Step 1. Check bead levels

Once all the beads are set, check all the levels using your long or short spirit levels. If they are all set in place and level, then you can start to apply the bonding plaster.


Step 2. Mixing the plaster

Mix up a load of bonding plaster using half a bucket of water and prepare a load of plaster on your hawk. This is bonding plaster and acts as a first coat so it doesn’t have to be 100% perfect. Any imperfections can be smoothed out with the top coat.


Step 3. Applying the plaster

Using your hawk and trowel, liberally apply the bonding plaster between the beaded areas. This can be up to one inch thick to ensure a good clean underlay, ready for the finishing plaster. Again, don’t worry too much about the quality of the finish now, as this is where the feather edge comes in.

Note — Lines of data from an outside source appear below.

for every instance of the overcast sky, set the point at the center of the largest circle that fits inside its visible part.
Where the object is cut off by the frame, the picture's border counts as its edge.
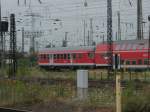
(72, 13)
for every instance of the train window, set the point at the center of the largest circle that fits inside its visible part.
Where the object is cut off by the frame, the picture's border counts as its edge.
(133, 62)
(80, 55)
(74, 56)
(47, 56)
(127, 62)
(57, 56)
(65, 56)
(91, 55)
(68, 56)
(145, 61)
(140, 62)
(44, 56)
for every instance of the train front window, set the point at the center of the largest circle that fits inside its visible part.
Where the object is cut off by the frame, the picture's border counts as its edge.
(80, 56)
(74, 56)
(91, 55)
(65, 56)
(127, 62)
(68, 56)
(145, 61)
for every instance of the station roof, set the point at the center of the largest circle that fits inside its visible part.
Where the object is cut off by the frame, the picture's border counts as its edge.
(125, 45)
(68, 49)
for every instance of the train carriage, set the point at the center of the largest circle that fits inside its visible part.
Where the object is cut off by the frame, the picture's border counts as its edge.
(130, 54)
(67, 56)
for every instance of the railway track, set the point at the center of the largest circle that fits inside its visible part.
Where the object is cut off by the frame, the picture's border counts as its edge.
(92, 83)
(2, 109)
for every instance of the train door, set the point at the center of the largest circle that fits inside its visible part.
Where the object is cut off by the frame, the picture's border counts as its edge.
(116, 61)
(50, 59)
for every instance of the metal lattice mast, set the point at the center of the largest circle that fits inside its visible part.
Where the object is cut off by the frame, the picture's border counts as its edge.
(139, 20)
(109, 35)
(13, 47)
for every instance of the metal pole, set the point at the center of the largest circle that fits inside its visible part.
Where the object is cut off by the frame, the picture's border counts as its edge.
(22, 40)
(109, 36)
(119, 27)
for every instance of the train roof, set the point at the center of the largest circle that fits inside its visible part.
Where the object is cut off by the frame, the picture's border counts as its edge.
(72, 48)
(125, 45)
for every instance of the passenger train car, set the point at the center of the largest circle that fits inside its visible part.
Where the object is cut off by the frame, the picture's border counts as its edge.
(126, 53)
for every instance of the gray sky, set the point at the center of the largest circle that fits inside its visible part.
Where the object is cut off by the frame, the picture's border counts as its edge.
(72, 13)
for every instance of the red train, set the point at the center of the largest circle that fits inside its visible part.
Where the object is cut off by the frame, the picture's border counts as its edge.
(126, 53)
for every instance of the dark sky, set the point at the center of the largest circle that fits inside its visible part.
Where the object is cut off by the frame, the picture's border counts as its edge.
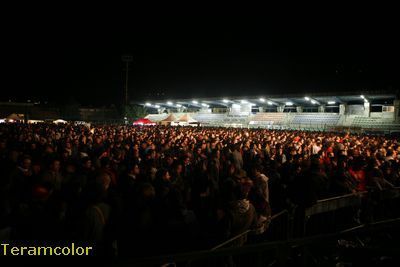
(67, 62)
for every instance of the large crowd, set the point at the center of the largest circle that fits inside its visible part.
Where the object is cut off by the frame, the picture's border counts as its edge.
(156, 190)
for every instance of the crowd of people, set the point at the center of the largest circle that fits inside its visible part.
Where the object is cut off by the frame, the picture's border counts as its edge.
(156, 190)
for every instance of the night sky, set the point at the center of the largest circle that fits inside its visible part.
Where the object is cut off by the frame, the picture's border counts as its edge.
(70, 62)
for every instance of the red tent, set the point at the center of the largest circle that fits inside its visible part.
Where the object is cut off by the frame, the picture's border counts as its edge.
(143, 122)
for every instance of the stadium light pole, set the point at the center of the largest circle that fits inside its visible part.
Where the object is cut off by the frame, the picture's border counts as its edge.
(126, 59)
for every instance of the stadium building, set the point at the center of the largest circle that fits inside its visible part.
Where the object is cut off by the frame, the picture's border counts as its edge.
(375, 112)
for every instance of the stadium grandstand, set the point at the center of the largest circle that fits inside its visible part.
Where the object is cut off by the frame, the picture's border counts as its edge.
(367, 112)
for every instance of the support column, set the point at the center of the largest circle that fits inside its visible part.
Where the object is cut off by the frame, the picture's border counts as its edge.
(342, 109)
(396, 104)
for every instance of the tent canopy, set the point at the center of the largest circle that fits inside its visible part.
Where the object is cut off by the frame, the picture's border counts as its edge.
(170, 118)
(143, 121)
(15, 117)
(186, 118)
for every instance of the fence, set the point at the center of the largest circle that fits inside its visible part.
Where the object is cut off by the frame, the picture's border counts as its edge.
(262, 253)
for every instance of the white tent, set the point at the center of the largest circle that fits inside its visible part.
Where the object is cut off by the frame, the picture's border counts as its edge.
(15, 117)
(186, 120)
(168, 120)
(59, 121)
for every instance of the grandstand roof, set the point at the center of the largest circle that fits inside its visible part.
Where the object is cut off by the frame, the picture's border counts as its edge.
(275, 100)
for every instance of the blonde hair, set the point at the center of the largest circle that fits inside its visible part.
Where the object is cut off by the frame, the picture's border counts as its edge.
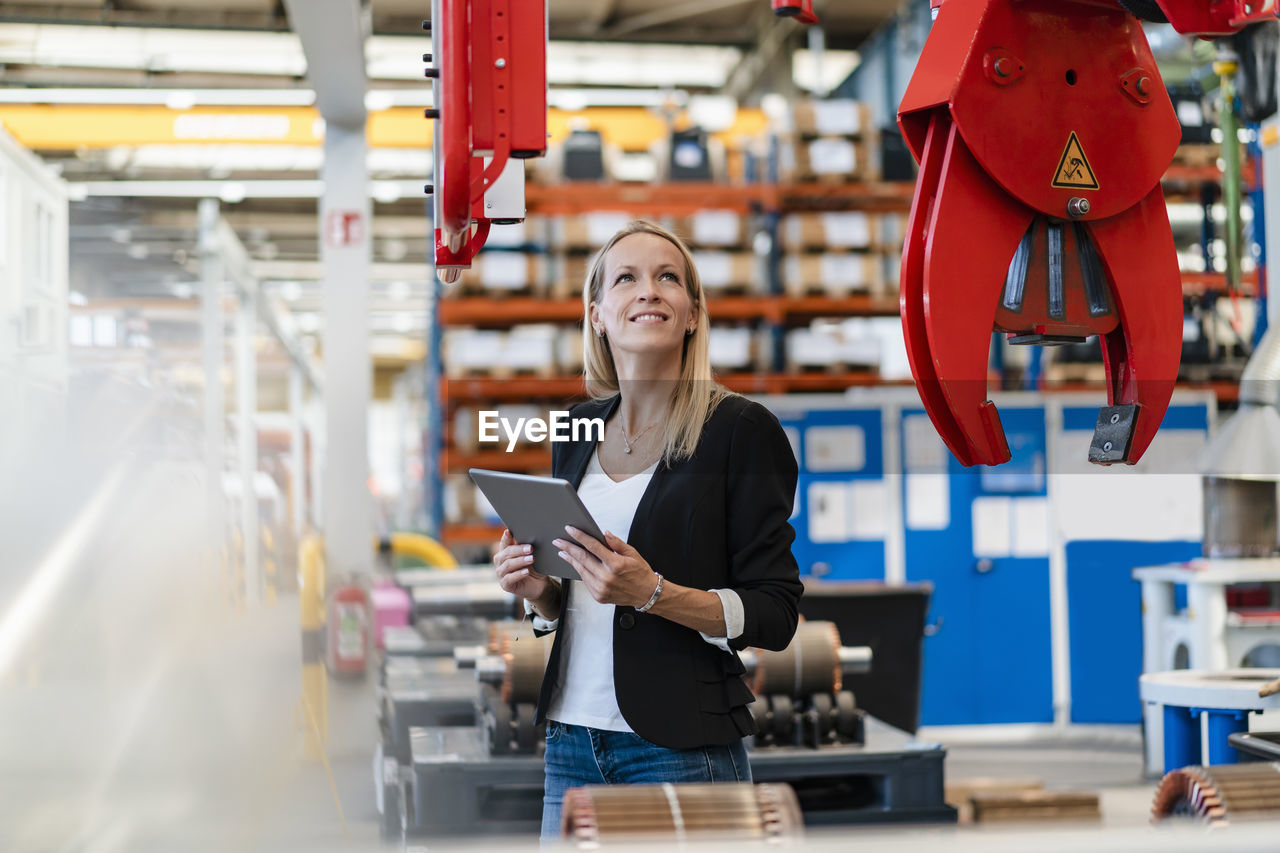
(696, 393)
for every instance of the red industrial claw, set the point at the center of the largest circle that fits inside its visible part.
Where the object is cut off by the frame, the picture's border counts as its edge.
(1042, 129)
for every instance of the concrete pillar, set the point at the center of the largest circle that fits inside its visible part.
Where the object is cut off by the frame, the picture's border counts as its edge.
(246, 434)
(213, 333)
(344, 213)
(297, 455)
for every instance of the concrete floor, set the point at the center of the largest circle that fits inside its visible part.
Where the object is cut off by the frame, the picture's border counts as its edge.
(140, 707)
(141, 710)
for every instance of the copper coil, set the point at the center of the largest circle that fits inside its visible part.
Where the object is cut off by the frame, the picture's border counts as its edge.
(809, 665)
(728, 811)
(1220, 793)
(502, 632)
(526, 661)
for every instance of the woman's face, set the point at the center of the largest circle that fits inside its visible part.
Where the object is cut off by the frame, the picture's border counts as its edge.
(644, 305)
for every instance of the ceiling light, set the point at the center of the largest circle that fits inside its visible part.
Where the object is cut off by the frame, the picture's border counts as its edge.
(385, 191)
(179, 100)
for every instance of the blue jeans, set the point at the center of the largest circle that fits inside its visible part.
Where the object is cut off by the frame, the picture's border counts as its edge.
(580, 756)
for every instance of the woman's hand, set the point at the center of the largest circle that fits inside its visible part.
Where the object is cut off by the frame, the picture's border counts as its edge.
(613, 573)
(516, 574)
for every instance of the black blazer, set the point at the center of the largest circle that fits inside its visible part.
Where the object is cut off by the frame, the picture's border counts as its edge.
(717, 520)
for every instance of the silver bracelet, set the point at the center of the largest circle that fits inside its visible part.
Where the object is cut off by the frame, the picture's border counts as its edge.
(653, 598)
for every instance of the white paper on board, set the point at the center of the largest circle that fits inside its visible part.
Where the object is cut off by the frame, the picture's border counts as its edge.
(928, 501)
(828, 512)
(868, 509)
(835, 448)
(992, 534)
(1031, 527)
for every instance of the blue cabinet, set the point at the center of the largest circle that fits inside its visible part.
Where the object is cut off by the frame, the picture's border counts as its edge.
(841, 516)
(981, 537)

Step 4. Using the feather edge

The feather edge is used to rule off the undercoat, making it level with the beading you have set. The feather edge has two distinct sides, one flat and other tapered to an edge. With the thin edge to the wall, rest it on your beads and with your hands underneath the feather edge, run it up the wall in a straight line. Make sure the feather edge stays on the beads to rule it off square.


Step 5. Filling holes

If you find any holes or indentations, simply fill these back in and continue to spread the bonding plaster over the surface in the same way as before. Once again, don’t worry about the finish as the feather edge will take care of it.


Step 6. Feather edge again

Take you feather edge again and repeat the process from step 4. Repeat the process of steps 4 and 5 until you are happy with the smooth finish.


Step 7. Smooth smaller areas with your trowel

For smaller areas, use your trowel to apply plaster, then use the edge of the trowel in the same way as a feather edge, up against the set beads. Or you can continue to use your feather edge on all areas until you end up with a nice clean surface.


Step 8. Leave to dry

After 24 hours, your bonding plaster will be dry and ready to plaster onto with a finishing coat. This kind of beading and plastering should be used for all awkward areas, including boxed in pipes, windows and external edges.